La difficulté sera alors d’évaluer la gravité de la situation. « Si vous vous rendez compte que le comportement de votre boss est dérangeant ou néfaste, alors vous êtes dans l’obligation de réagir de la même manière qu’avec un homme. »
Fabi travaille toujours dans un secteur majoritairement féminin. Et bien qu’elle ait été confrontée à plusieurs femmes problématiques, de mauvaises leaders qui perpétuent l’enfer du lycée, elle dit avoir grandi de ses expériences, tant sur un plan professionnel que personnel.

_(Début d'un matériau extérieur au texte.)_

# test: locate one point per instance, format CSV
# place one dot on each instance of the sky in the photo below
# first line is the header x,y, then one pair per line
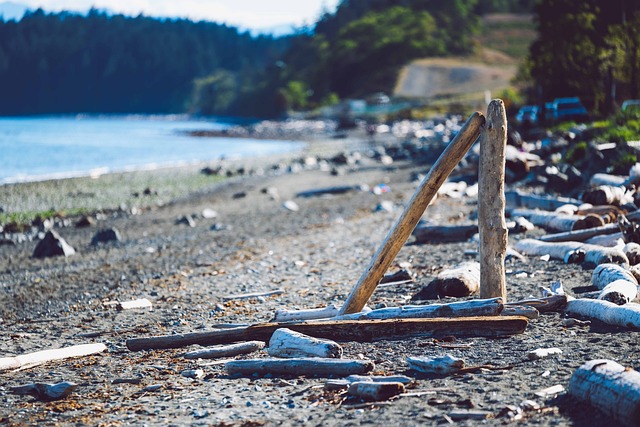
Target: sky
x,y
248,14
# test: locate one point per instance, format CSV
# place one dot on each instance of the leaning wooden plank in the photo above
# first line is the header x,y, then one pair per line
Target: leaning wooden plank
x,y
610,387
571,252
534,201
312,366
287,343
627,316
476,307
230,350
39,357
403,227
346,330
284,315
580,235
491,203
460,281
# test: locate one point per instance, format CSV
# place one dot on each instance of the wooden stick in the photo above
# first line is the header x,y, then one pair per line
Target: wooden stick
x,y
226,350
402,229
627,316
610,387
580,235
475,307
460,281
346,330
301,366
39,357
291,344
491,203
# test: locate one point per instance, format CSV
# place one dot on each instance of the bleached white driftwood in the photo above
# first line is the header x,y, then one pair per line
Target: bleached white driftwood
x,y
616,283
287,343
558,221
484,307
39,357
627,316
607,195
375,391
615,240
299,366
610,387
520,310
606,273
619,292
541,353
491,202
229,350
460,281
284,315
442,365
632,251
572,251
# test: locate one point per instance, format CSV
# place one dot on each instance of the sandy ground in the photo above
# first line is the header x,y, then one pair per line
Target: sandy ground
x,y
313,255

« Ça m’a aidé à définir ce que je recherchais chez un leader et à prendre les choses moins personnellement. »
Et bien sûr à ne pas mettre les défauts d’une manager sur le compte de son genre. « J’ai compris que c’était important de critiquer ces personnes d’une manière qui évitent tout rapprochement entre mauvais management et femmes leaders. Ce n’est pas parce que c’est une femme que c’est une mauvaise leader, c’est pour telles ou telles raisons (à définir). Ce qui n’est pas toujours facile. On a vite tendance à dire « quelle connasse celle-là », alors qu’en réalité, ce qu’on devrait dire, c’est « mais quelle mauvaise manager ».